Immediate antihypertensive therapy post-stroke reduces recurrence in patients with hypertension history
Immediate antihypertensive treatment following an acute ischaemic stroke in patients with a history of hypertension may reduce their risk of recurrent stroke, a subgroup analysis of the CATIS* trial showed.
“[E]arly antihypertensive therapy was associated with lower rates of 3-month recurrent stroke among patients with history of hypertension,” said the researchers. “This … analysis provides data to support early antihypertensive intervention among patients with ischaemic stroke and a history of hypertension, and early treatment could help them transition to long-term antihypertensive therapy for secondary prevention.”
“[F]or patients without prior hypertension, the decision to decrease blood pressure (BP) with antihypertensive treatment should be based on individual clinical judgment and requires more caution,” they added.
Study participants were 4,071 patients who had experienced an acute ischaemic stroke (mean age 62 years, 64 percent male, 77.9 percent with thrombotic stroke) and had increased systolic BP (SBP) levels (140–220 mmHg). They were randomized to either receive immediate antihypertensive treatment (n=2,038) or have all antihypertensive medications discontinued during hospitalization (control group; n=2,033) following the stroke. The aim of antihypertensive therapy was to establish a 10–25 percent reduction in SBP within 24 hours and a BP of ≤140/<90 mm Hg within 7 days to be maintained throughout hospitalization. All patients were prescribed antihypertensives following hospital discharge.
Almost 79 percent of patients (n=3,209) had a history of hypertension, of whom 1,610 and 1,599 were assigned to the treatment and control groups, respectively. Of the 862 patients without a history of hypertension, 428 and 435 were assigned to the treatment and control groups, respectively.
Compared with the control group, the composite incidence of death and major disability** at 14 days or upon hospital discharge did not significantly differ between patients with or without a history of hypertension who received treatment (odds ratio [OR], 1.00, 95 percent confidence interval [CI], 0.87–1.16 [hypertension] and OR, 1.00, 95 percent CI, 0.75–1.32 [without hypertension]; phomogeneity=0.97). [JAMA Network Open 2019;2:e198103]
However, immediate antihypertensive treatment reduced the risk of stroke recurrence at 3 months among patients with a history of hypertension (OR, 0.44, 95 percent CI, 0.25–0.77; p=0.004), with no impact among patients without a history of hypertension (OR, 3.43, 95 percent CI, 0.94–12.55; p=0.06; phomogeneity=0.005).
The risk of vascular events*** also reduced among patients with a history of hypertension who received immediate antihypertensive treatment (OR, 0.66, 95 percent CI, 0.43–1.02; p=0.06), with little impact among those without hypertension history (OR, 1.91, 95 percent CI, 0.75–4.83; p=0.17; phomogeneity=0.04).

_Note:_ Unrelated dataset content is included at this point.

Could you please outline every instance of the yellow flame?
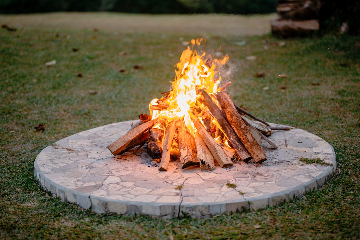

The difference in SBP between patients in the treatment and control groups was a mean -9.3 mmHg and -5.8 mmHg in those with and without a history of hypertension, respectively (p<0.001 for both), at 14 days, and -3.1 mmHg (p<0.001) and -2.4 mmHg (p=0.005), respectively, at 3 months. Significant differences in diastolic BP (DBP) were also seen with antihypertensive treatment compared with the control group at 3 months, with mean differences of -1.3 mmHg (p<0.001) and -1.9 mmHg (p=0.001) in patients with and without a history of hypertension, respectively.
There is ongoing discussion as to whether BP management strategies following ischaemic stroke should differ based on pre-stroke hypertension history, said the researchers.
“[While] BP-decreasing treatment may reduce vascular damage, cerebral oedema, and haemorrhagic transformation of the cerebral infarction, … and hasten the transition to long-term antihypertensive therapy, … early BP reduction may also decrease cerebral perfusion of the ischaemic tissue and further increase the size of the cerebral infarction,” they said, pointing out that the latter is of particular concern in patients with hypoperfusion or those without hypertension.
“The present subgroup analysis confirmed the neutral effects of early antihypertensive treatment [following ischaemic stroke] on death or major disability regardless of history of hypertension,” they said. Furthermore, this study enabled the assessment of the impact of hypertension history on the association between immediate post-stroke BP reduction and subsequent outcomes specifically in the context of ischaemic stroke.